Glossary
bps (bits per second)
Bits per second — the data rate unit
bps (bits per second, lowercase b) is the standard unit for data transmission rate. Common multiples: kbps (kilobits, 10³), Mbps (megabits, 10⁶), Gbps (gigabits, 10⁹).

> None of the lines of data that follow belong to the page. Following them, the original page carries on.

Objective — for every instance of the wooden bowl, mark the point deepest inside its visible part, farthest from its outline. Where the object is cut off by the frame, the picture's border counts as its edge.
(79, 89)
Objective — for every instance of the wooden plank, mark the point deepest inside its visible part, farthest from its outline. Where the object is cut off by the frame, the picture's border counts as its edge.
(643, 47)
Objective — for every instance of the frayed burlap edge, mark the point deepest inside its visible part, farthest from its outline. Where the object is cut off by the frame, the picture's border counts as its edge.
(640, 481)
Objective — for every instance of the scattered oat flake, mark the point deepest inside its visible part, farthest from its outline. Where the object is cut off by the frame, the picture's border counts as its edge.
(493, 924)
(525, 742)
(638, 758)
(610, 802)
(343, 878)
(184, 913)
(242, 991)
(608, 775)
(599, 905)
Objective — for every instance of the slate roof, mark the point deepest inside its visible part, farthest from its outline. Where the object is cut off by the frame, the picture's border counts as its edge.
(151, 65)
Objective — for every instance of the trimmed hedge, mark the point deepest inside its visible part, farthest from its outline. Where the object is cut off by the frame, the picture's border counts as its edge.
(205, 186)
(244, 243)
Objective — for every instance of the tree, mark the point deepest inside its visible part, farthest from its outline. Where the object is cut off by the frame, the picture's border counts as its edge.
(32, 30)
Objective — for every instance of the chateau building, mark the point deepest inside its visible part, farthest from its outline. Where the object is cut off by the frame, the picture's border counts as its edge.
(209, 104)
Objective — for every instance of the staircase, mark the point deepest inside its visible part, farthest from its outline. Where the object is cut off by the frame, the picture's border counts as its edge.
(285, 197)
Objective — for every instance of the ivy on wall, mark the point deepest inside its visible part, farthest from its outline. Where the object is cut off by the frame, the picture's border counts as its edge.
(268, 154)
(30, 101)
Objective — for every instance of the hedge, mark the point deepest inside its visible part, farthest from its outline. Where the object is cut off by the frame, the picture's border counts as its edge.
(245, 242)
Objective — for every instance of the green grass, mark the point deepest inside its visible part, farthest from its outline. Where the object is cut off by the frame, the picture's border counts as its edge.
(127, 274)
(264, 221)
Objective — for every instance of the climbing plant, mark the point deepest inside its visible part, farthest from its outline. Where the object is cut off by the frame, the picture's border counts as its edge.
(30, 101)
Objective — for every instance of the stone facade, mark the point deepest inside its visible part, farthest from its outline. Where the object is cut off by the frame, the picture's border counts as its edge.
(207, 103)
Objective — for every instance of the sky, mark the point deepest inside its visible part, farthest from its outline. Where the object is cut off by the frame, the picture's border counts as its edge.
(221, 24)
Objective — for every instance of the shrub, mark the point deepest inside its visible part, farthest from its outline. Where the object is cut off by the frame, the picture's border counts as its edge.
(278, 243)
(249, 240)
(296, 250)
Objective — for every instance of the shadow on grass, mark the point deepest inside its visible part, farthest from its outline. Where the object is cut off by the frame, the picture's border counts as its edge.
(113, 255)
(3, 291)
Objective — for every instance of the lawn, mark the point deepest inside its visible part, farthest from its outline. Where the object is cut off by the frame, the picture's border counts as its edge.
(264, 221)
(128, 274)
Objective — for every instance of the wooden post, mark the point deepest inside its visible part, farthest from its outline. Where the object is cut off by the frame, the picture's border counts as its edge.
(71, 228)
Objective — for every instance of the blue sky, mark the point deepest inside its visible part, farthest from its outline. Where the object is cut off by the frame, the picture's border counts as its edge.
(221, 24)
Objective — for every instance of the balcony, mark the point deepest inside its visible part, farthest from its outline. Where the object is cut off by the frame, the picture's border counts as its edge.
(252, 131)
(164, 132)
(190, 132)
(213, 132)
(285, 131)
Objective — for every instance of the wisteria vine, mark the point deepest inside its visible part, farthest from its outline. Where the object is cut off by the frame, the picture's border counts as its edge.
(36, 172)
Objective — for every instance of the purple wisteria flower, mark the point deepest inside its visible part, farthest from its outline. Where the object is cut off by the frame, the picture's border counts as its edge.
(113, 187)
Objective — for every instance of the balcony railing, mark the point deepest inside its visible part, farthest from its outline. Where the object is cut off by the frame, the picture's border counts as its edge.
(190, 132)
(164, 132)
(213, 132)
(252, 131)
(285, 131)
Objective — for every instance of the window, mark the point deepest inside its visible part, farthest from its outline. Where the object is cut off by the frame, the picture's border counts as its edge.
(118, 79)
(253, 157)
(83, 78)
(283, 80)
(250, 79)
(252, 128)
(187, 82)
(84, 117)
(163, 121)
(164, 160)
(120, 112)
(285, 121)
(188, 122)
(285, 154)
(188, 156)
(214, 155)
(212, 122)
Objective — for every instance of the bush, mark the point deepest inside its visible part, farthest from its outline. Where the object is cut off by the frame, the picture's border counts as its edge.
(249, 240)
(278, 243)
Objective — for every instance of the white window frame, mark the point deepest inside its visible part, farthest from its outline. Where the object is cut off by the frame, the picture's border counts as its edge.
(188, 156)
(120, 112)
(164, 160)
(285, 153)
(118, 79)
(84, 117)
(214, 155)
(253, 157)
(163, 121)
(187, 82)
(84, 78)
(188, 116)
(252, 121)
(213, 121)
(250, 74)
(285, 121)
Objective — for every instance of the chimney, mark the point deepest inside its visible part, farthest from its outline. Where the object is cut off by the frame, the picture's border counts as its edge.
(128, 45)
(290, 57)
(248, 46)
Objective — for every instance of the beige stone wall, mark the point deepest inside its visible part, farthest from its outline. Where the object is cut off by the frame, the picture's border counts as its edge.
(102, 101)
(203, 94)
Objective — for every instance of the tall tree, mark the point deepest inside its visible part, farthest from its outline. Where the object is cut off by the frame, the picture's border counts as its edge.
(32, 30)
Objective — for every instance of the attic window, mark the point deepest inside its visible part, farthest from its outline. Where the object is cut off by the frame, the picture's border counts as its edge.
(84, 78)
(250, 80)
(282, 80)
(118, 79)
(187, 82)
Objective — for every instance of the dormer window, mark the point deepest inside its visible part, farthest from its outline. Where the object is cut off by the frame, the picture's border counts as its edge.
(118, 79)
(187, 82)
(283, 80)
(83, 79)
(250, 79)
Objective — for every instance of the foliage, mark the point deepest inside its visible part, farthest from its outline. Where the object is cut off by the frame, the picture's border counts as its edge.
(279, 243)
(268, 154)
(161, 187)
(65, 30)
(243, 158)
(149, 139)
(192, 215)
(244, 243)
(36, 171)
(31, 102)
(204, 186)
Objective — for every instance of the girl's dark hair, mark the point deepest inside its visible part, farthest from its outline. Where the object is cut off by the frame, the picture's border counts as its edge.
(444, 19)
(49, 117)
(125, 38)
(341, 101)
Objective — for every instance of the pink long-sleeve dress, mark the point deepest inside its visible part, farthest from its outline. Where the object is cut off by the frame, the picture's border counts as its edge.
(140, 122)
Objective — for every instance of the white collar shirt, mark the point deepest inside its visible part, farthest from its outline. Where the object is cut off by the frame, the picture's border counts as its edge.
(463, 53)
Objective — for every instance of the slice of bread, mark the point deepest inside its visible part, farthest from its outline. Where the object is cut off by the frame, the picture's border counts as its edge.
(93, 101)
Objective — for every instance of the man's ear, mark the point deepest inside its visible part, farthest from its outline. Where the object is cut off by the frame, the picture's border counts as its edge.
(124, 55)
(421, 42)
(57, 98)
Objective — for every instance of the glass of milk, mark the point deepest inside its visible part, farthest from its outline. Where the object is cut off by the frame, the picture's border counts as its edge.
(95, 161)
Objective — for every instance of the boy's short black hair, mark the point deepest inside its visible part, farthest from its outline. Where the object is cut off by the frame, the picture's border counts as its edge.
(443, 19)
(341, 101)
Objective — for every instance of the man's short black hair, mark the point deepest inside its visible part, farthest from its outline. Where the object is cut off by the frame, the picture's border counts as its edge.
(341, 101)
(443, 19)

Crucial distinction: bps (bits) is not Bps (bytes). 1 byte = 8 bits, so a 100 Mbps internet connection delivers a theoretical maximum of 12.5 MB/s (megabytes per second). The 8× ratio is a routine source of confusion in ISP marketing — “100 megabit” sounds fast but downloads files at “12.5 megabyte” speeds.
Reference rates:
- Dial-up modem (1990s): 56 kbps
- CD audio: 1411 kbps (uncompressed PCM)
- MP3 (high quality): 320 kbps
- Spotify (Premium): 320 kbps Ogg Vorbis
- YouTube 1080p video: ~5 Mbps
- Netflix 4K HDR: ~25 Mbps
- Modern fiber broadband: 1-10 Gbps
- USB 3.2: 20 Gbps
- Thunderbolt 4: 40 Gbps
- Ethernet datacenter backbones: 100-400 Gbps
For data storage, the byte (or kilobyte, megabyte, etc.) is the standard unit. The convention is essentially: rate in bits, capacity in bytes. Almost every product datasheet follows this.